(1.) The five appellants were placed on their trial with one Jamir Dai before the Assistant Sessions Judge of Dinajpur, Mr. S. S. E. Hattisngadi, and a jury on a charge Under Section 395, I. P.C. The jury brought in a mnanimous verdict of guilty as against these appellants. The learned Judge agreeing with that verdict has convicted the appellants as aforesaid and sentenced each of them to rigorous imprisonment for five years. The prosecution case shortly stated is that on 21 November 1933 there was a dacoity in the house of one Mobarak Ali. The dacoits, about 10 to 15 in number, forced their way into the house, assaulted the inmates, and took away ornaments and money. Some of the appellants were recognized as being among the dacoits. One Jamardi, husband of the sister of Mobarak, went to the thana and lodged the first information. Thereupon the police investigated and recovered some articles, alleged to have been stolen, from some of the appallants and one of them Kasimuddin made a confession which be retracted at the trial. The defence is a denial.

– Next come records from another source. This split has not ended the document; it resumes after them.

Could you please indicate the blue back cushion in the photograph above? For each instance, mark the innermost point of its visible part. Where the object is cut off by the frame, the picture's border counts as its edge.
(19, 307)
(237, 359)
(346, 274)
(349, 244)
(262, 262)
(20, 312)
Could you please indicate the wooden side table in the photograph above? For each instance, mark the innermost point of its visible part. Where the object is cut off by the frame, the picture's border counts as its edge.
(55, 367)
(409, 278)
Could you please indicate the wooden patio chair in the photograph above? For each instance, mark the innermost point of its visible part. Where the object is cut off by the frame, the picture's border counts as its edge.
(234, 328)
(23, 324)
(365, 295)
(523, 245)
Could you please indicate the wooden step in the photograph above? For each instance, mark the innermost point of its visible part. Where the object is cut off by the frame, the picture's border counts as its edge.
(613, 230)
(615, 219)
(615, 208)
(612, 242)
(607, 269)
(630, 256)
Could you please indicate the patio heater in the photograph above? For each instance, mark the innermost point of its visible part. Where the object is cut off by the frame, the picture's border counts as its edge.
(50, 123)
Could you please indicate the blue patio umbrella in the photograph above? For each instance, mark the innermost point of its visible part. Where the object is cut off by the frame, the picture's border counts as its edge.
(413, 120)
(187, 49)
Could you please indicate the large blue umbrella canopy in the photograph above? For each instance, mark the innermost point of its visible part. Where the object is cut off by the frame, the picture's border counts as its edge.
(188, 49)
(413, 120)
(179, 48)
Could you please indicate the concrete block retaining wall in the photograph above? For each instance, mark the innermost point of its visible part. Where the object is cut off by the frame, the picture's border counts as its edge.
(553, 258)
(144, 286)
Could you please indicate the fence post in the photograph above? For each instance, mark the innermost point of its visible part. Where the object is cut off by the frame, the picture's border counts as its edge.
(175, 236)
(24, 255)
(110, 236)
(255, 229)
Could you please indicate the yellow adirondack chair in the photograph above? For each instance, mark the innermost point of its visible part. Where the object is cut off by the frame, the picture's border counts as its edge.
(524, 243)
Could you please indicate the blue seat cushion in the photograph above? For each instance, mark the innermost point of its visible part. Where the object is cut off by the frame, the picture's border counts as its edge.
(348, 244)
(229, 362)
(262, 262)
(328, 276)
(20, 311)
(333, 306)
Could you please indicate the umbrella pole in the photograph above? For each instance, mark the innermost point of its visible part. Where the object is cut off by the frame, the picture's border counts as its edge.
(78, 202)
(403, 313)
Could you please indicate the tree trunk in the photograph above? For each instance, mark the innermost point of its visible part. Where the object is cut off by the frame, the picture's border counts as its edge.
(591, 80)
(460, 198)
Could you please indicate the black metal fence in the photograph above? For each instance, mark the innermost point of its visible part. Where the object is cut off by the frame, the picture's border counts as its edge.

(2.) I may say here that we had some trouble over this simple case because the learned advocate appearing for the appellants thought fit to address us on the merits of the case without taking care to provide himself with a copy of the record, so that he was not in a position to refer us to those portions of the evidence on which he relied in his argument. The Crown however was represented by Mr. Rahim and we have examined the record for ourselves. The evidence as set forth in the charge to the jury may be divided into three classes, namely (1) the retracted confession of Kasimuddin, (2) the evidence as to the recognition of some of the appellants (by the inmates) and (3) the finding of the stolen property. For the present, we may leave aside the confession and the evidence as to the alleged recognition and take up the casa of those accused with whom stolen property is alleged to have been found. These are appellants Samiruddin and Asimuddin. The occurrence had taken place on 22nd November. On 9 December following the houses of these appellants were searched and two gold Koris Ex. 23 and a gold mache Ex. 24 were found in the house of Samiruddin, and a gold beshar Ex. 22 and a pair of silver arboukis Ex. 25 were found in the house of Asimuddin. The learned Judge while dealing with this part of this case set out the evidence, which is quite simple, fully and fairly. He at first drew the attention of the jury to the evidence as to the finding of these articles which in fact is not denied. Then he drew attention to the evidence as to the identification of the articles by Mobarak Ali, his mother, and his sister.
(3.) The first two identified all the four articles. The sister identified only two. Then the learned Judge also drew the attention of the jury to the circumstances under which the identification was made, namely, that there was a test identification carried out in the presence of the President of the Union Board. The sister stated that she saw her mother identifying the ornaments through a window, but the learned Judge was quite justified in drawing the attention of the jury to the fact that this sister herself did not identify all the four articles. Samiruddin claimed the two articles found in his house as belonging to his aunt and Asimuddin claimed the articles found in his house as belonging to his wife. But there is no evidence in support of this defence. The entire evidence was thus fairly placed before the jury and the learned Judge stated quite correctly that unless the accused could satisfactorily explain the possession of the articles the jury would be entitled to infer that these two accused were either among the dacoits or had received the properties knowing that; they had been stolen in the course of the dacoity. The jury believing the evidence returned a verdict of guilty. In the circumstances, we see no reason to interfere with the conviction of the appellants Samiruddin and Asimuddin.